Sanctions administratives

La LPCE prévoit que la violation des dispositions décrites ci-dessus fera l’objet de « sanctions administratives pécuniaires » pouvant atteindre 1 million de dollars dans le cas d’une personne physique, ou 10 millions de dollars dans le cas d’une personne morale. Ces amendes très onéreuses peuvent être imposées à une personne sans que celle-ci ait droit à un procès, et une condamnation et une déclaration de culpabilité peut être inscrite en raison d’une « preuve prépondérante » uniquement. Cette responsabilité s’étendrait aussi aux employeurs, aux administrateurs, aux dirigeants ou aux représentants d’une société. Elle semble aussi prévoir un régime de dommages-intérêts pouvant se traduire par une ordonnance de verser « une somme maximale de 200 $ à l’égard de chaque contravention de la disposition en cause, jusqu’à concurrence de 1 000 000 $ par jour pour l’ensemble des contraventions ». Cette responsabilité s’étendrait aussi aux employeurs, aux dirigeants et aux administrateurs d’une société.

Le projet de loi prévoit aussi un nouveau droit privé d’action pour toute personne qui prétend être touchée par les actes ou omissions qui constituent une contravention à l’article 5 de la Loi sur la protection des renseignements personnels et les documents électroniques, qui met en cause une collecte ou une utilisation d’information visée aux paragraphes 7.1(2) ou (3) de cette loi. Il semble que ce droit pourrait maintenant exposer les entreprises canadiennes à de nouvelles responsabilités étendues à l’égard de l’utilisation ou de la communication de renseignements personnels faite sans en informer les personnes ou obtenir leur consentement. Les dirigeants, administrateurs et employeurs pourraient aussi être éventuellement responsables des actes de leurs employés.
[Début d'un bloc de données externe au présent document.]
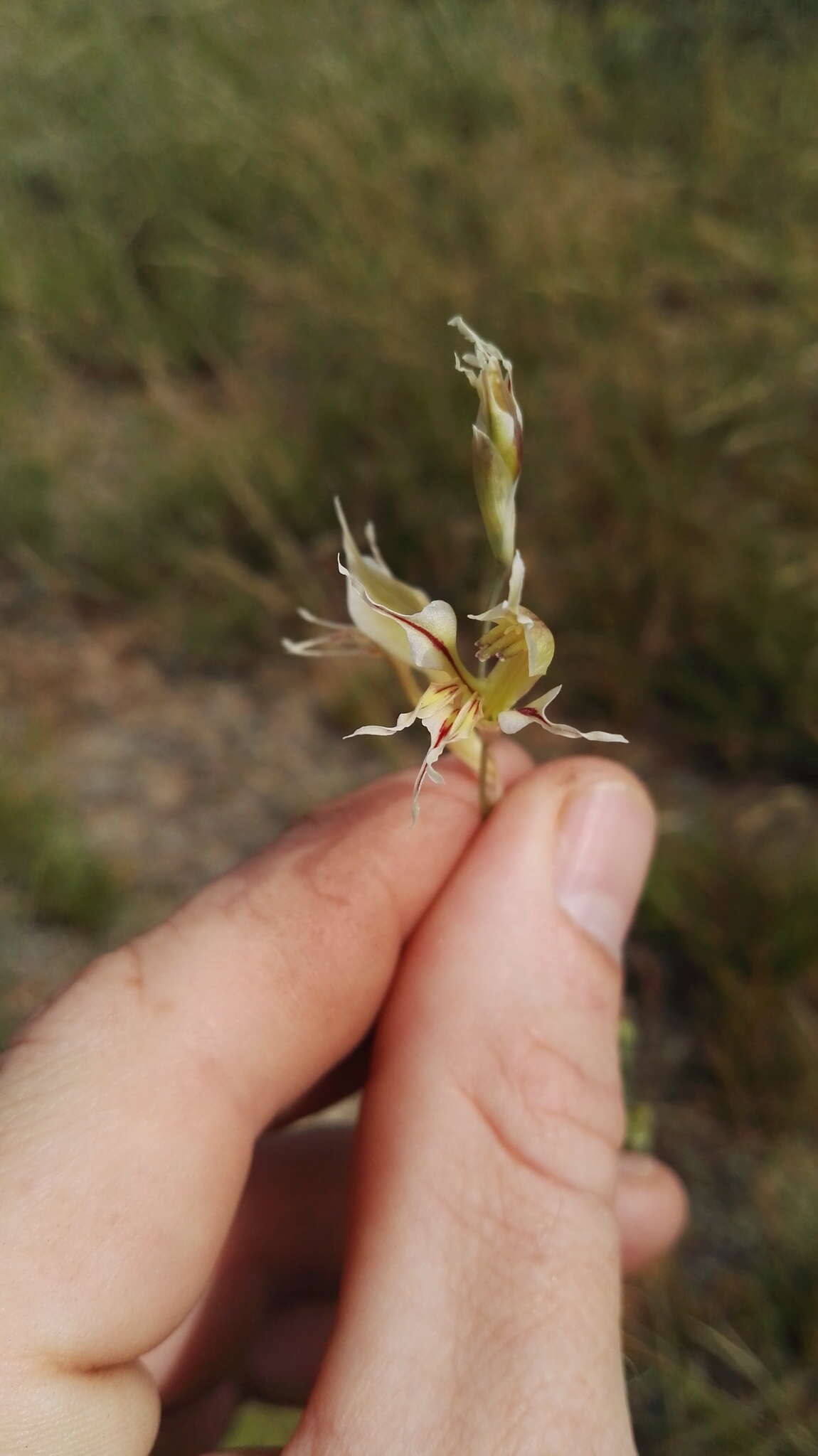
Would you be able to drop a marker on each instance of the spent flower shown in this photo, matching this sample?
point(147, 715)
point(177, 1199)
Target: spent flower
point(460, 710)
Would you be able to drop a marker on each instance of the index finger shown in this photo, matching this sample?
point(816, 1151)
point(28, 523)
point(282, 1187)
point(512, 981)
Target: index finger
point(129, 1110)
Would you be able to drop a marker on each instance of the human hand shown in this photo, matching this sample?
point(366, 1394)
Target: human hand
point(156, 1244)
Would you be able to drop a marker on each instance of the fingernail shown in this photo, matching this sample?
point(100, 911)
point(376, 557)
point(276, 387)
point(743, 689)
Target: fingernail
point(605, 845)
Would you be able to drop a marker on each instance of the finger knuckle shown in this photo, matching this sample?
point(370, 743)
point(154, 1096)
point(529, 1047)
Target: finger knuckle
point(548, 1114)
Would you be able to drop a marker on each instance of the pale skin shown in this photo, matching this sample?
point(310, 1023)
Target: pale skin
point(169, 1246)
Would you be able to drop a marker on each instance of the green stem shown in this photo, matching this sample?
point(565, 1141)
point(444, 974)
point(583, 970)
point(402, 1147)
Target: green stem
point(494, 597)
point(484, 779)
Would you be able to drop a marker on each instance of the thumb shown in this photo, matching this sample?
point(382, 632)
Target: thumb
point(482, 1299)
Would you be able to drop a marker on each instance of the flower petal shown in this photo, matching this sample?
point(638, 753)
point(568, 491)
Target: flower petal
point(539, 643)
point(378, 732)
point(338, 640)
point(517, 718)
point(376, 587)
point(428, 637)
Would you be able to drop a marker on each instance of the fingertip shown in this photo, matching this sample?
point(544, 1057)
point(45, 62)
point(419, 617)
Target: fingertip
point(652, 1209)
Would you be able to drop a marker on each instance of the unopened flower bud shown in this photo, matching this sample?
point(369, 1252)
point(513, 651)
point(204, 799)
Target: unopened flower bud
point(496, 439)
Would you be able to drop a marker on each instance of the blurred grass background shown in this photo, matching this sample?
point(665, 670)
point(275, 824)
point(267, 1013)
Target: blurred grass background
point(232, 236)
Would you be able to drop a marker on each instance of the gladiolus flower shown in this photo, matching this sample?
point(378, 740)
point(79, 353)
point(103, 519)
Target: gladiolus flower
point(460, 710)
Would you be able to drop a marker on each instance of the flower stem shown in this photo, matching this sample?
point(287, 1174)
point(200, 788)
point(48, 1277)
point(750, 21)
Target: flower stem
point(484, 779)
point(498, 582)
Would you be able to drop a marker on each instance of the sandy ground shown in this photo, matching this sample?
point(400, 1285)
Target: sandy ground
point(175, 776)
Dans la dernière décennie, Internet est devenu un outil essentiel à l’exercice d’une activité commerciale. S’il est adopté, ce projet de loi interdirait l’établissement de nouvelles relations d’affaires par Internet ou par courrier électronique. Il empêcherait l’utilisation d’Internet pour la distribution de logiciels et de mises à niveau de logiciels. Ce projet de loi prévoit aussi des sanctions très élevées en cas de violation, des sanctions qui sont particulièrement déconcertantes compte tenu de la nature vague et ambiguë du projet de loi.

Si vous prévoyez que votre entreprise sera touchée par la LPCE, nous vous recommandons de faire part de vos préoccupations au Comité permanent de l’industrie, des sciences et de la technologie de la Chambre des communes.